Thus, in vitro screenings were often used to highlight the microbiota potential capacity to improve the coffee plant nutrition. For example, the ability to fix the atmospheric nitrogen was demonstrated for some bacterial species associated with C. arabica roots belonging to the genera Gluconacetobacter (Jimenez-Salgado et al., 1997; Fuentes-Ramírez et al., 2001), Burkholderia (Estrada-De Los Santos et al., 2001), Azotobacter, Leifsonia, and Stenotrophomonas (Wedhastri et al., 2012). Another valuable microbial process is the improvement of nutrient availability. To this end, the capacity to solubilize the phosphorus has been demonstrated not only for numerous bacterial species associated with C. arabica, C. canephora, and C. liberica roots and seeds, belonging to the genera Acinetobacter, Aeromonas, Alcaligenes, Arthrobacter, Bacillus, Brachybacterium, Burkholderia, Caballeronia, Cellulomonas, Chromobacterium, Chryseobacterium, Chryseomonas, Citrobacter, Curtobacterium, Enterobacter, Gordonia, Kocuria, Luteibacter, Mycolicibacterium, Nocardia, Paenibacillus, Paraburkholderia, Pasteurella, Pseudomonas, Rhodococcus, Sphingomonas, Staphylococcus, Stenotrophomonas, and Vibrio (Baon et al., 2012; Muleta et al., 2013; Teshome et al., 2017; Duong et al., 2021) and also for some fungi from the genera Aspergillus, Chaetomium, Cladosporium, Cylindrocarpon, Fusarium, Humicola, Paecilomyces, and Penicillium (Posada et al., 2013; Perea Rojas et al., 2019). Another capacity is the iron mobilization through the production of siderophores as displayed by the bacterial genera Acinetobacter, Bacillus, Burkholderia, Caballeronia, Cellulomonas, Enterobacter, Escherichia, Luteibacter, Mycolicibacterium, Paraburkholderia, Lechevalieria, Mycobacterium, Pseudomonas, Nocardia, Paenibacillus, and Rhizobium associated with roots, leaves and seeds of C. arabica, C. canephora, and C. liberica (Silva et al., 2012; Kejela et al., 2016; Duong et al., 2021). Finally, the production of phytohormones (e.g., auxins) or regulators (e.g., the ACC deaminase enzyme able to lower ethylene level) was established for some members of the genera Bacillus, Brachybacterium, Burkholderia, Erwinia, Escherichia, Kocuria, Luteibacter, Methylobacterium, Mycobacterium, Mycolicibacterium, Nocardia, Ochrobactrum, Paenibacillus, Paracoccus, Pseudomonas, Rhizobium, Serratia, Sinomonas, and Sphingobium (Muleta et al., 2009; Baon et al., 2012; Silva et al., 2012; Kejela et al., 2016; Duong et al., 2021).

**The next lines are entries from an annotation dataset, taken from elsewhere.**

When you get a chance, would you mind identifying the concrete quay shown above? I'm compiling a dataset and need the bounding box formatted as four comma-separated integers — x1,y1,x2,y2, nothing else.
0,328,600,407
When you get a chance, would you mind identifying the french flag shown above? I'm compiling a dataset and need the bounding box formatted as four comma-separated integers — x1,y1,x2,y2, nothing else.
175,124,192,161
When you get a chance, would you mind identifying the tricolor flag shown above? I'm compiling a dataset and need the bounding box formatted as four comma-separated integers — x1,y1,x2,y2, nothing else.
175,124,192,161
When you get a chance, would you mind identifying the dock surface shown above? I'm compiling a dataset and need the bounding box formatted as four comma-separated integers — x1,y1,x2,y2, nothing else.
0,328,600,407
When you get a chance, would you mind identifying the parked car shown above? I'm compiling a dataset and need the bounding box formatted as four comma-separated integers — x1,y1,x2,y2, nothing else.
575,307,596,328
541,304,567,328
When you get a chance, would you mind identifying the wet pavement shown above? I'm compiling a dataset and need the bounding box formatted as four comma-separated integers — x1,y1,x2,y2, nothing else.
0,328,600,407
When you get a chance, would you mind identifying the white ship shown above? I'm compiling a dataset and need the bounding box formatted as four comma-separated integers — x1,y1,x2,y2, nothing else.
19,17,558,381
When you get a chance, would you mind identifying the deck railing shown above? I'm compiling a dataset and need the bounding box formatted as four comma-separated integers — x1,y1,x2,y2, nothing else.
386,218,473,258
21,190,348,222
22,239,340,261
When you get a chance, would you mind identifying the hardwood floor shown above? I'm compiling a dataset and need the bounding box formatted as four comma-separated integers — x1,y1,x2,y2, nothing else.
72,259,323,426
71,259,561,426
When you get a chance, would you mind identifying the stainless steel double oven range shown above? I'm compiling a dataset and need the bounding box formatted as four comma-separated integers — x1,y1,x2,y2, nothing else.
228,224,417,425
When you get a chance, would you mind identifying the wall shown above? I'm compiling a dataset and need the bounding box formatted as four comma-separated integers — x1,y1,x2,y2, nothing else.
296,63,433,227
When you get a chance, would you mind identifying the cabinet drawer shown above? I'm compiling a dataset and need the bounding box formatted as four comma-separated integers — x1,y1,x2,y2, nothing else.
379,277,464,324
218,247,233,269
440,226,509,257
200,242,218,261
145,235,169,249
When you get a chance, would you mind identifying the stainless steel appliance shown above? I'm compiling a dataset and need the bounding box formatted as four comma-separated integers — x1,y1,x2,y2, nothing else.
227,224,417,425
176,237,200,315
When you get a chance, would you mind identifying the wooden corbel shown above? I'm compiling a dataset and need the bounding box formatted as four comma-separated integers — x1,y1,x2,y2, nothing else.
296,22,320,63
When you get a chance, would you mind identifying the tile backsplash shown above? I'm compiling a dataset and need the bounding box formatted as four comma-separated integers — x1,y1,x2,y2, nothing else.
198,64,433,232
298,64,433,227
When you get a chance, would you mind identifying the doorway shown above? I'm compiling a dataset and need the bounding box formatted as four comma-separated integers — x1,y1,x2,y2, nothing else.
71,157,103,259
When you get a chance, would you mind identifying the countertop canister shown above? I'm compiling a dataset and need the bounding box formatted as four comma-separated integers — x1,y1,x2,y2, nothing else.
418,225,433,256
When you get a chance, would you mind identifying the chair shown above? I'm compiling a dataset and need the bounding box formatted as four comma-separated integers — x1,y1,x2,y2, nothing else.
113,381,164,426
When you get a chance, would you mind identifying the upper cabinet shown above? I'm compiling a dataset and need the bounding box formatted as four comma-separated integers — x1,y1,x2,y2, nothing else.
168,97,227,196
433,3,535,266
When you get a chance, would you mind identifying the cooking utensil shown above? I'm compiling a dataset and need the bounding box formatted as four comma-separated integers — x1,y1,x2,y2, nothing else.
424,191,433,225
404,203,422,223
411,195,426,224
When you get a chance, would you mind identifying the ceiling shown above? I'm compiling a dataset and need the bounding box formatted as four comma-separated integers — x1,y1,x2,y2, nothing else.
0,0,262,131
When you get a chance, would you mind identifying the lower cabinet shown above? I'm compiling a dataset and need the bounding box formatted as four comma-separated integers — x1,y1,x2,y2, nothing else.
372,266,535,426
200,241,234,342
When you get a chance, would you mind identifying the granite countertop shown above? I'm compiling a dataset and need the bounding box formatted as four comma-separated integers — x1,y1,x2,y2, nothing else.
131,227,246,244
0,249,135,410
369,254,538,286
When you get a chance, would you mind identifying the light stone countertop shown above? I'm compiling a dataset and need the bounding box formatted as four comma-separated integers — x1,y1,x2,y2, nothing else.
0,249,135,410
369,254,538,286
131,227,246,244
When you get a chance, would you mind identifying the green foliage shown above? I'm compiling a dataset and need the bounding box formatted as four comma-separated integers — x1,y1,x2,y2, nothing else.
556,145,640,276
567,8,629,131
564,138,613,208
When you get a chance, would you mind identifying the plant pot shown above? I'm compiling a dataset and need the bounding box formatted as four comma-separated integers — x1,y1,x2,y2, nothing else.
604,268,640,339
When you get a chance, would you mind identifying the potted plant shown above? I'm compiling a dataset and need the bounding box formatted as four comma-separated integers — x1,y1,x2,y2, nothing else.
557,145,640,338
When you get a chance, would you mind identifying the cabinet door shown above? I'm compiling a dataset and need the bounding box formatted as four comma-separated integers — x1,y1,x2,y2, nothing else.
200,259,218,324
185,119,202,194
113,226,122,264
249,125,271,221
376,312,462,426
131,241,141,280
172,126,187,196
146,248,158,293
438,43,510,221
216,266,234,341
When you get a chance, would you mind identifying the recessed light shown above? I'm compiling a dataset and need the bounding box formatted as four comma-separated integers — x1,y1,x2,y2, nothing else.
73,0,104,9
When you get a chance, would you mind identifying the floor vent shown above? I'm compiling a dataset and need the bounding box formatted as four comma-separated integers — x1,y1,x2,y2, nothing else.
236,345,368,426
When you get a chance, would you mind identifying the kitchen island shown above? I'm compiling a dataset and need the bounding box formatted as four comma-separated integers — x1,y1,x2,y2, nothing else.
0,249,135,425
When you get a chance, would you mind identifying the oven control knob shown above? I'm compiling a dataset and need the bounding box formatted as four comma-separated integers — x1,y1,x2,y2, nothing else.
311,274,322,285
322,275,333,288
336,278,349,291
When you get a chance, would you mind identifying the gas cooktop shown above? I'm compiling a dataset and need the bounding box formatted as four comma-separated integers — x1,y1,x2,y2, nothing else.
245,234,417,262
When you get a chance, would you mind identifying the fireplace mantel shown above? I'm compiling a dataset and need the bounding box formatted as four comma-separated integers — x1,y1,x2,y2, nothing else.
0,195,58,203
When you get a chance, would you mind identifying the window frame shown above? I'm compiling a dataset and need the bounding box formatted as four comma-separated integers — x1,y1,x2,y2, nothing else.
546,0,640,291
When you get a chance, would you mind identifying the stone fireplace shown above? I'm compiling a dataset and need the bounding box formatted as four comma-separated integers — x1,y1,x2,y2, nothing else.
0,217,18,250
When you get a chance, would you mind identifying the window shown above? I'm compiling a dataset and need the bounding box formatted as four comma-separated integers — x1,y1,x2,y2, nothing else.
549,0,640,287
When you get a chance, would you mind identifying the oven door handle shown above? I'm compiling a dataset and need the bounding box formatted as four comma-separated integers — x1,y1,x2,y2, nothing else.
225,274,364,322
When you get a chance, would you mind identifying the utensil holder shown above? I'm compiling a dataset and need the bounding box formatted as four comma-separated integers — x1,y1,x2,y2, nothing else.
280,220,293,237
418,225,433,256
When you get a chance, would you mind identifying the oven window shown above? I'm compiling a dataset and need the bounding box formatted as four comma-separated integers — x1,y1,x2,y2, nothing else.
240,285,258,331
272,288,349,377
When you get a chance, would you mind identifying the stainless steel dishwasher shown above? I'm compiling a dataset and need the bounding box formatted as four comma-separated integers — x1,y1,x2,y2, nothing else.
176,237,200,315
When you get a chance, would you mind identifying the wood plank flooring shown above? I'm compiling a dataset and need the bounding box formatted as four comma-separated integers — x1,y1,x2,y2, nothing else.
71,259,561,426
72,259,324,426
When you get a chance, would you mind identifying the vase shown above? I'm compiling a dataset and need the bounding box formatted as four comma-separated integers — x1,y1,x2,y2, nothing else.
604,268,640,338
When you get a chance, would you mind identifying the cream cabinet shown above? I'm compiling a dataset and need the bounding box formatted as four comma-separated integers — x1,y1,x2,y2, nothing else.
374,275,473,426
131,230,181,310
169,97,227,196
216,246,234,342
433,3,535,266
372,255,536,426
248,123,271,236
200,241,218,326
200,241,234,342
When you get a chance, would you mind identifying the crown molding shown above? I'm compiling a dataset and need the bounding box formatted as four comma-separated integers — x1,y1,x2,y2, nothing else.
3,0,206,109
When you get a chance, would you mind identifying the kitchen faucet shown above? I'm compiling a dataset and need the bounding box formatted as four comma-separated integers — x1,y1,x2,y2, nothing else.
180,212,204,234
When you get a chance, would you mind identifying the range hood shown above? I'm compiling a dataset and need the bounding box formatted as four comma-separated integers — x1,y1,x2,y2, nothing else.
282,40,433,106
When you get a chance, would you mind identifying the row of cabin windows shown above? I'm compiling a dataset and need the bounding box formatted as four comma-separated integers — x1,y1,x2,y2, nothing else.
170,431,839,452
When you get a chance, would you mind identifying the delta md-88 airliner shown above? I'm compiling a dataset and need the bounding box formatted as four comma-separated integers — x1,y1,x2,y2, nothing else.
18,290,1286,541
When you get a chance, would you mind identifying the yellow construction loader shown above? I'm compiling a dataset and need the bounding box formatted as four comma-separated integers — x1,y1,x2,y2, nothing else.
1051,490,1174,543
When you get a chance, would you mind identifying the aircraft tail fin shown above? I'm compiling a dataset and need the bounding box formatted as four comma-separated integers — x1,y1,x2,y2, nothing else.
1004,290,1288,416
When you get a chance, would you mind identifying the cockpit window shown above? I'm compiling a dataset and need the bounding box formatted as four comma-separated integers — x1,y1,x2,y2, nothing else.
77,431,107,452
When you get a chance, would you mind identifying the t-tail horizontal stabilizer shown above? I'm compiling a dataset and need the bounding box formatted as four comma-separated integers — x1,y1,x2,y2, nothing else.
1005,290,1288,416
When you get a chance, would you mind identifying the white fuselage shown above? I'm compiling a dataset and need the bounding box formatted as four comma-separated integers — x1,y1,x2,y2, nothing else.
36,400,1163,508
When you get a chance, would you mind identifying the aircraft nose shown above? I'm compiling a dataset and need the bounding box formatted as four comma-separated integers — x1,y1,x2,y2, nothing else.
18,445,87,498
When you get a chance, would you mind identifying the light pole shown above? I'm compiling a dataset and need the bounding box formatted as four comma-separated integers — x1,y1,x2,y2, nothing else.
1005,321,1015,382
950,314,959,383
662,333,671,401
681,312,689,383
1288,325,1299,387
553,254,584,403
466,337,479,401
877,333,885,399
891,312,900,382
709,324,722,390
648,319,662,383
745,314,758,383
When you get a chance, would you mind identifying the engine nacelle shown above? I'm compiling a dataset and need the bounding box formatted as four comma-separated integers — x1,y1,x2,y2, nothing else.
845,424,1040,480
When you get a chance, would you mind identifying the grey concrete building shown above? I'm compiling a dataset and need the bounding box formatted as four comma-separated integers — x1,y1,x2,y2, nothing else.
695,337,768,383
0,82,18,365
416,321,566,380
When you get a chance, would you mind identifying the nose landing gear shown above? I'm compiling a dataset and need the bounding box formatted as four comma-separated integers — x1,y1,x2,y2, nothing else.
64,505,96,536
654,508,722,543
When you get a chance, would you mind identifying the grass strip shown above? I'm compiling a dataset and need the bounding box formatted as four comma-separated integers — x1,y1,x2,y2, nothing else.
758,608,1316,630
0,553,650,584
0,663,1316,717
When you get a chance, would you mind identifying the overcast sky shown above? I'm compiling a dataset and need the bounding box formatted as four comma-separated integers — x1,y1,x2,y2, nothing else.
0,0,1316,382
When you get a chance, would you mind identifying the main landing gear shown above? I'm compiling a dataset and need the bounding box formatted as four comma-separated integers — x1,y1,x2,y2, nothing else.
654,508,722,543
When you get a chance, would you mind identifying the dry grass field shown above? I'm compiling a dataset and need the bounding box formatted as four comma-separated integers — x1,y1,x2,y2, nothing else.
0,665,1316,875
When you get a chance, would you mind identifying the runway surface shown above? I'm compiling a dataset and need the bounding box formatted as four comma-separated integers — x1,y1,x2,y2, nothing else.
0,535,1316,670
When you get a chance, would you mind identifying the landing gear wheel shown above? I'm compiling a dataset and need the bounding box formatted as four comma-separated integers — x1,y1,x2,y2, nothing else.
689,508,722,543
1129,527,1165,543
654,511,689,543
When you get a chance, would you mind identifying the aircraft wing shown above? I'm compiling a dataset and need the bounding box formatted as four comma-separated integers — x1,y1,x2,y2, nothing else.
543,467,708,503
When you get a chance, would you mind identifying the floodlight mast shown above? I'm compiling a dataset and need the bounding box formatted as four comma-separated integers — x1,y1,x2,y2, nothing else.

Even though highlighting some plant growth-promoting capacities in vitro represents a tool to select some potential beneficial microorganisms, the most important step to support the use of microorganisms in coffee production is the validation of the effects on the plants. Therefore, several in planta experiments under various controlled conditions (nursery, greenhouse, and phytotron) were performed to confirm the growth-promoting effect of the microorganisms. For example, Chattopadhyay et al. (2006) and Wedhastri et al. (2012) demonstrated the capacity of some N-fixing bacteria to promote the growth and the nutrient acquisition of C. canephora seedlings. Baon et al. (2012) and Cisneros-Rojas et al. (2017) also highlighted the increase in biomass of C. arabica and C. canephora seedlings after the inoculation of P-solubilizing bacteria. Furthermore, Medina et al. (2003) carried out some C. arabica seed inoculations with an N-fixing bacterial strain alone or in combination with some P-solubilizing bacteria and they were able to demonstrate a plant height increase of 33% with the co-inoculation. By testing numerous endophytic isolates (bacteria and fungi), Silva et al. (2012) showed that only 6 bacterial strains out of 234 isolates tested significantly promoted the growth of C. arabica seedlings while some isolates even had a deleterious effect. Trying to understand the mechanisms involved, the authors further characterized the most the efficient strains and demonstrated their ability to solubilize phosphorus, as well as to produce auxins and siderophores. This result underlines the interest to perform some preliminary beneficial capacity screenings before undertaking further larger experiments with the coffee plants.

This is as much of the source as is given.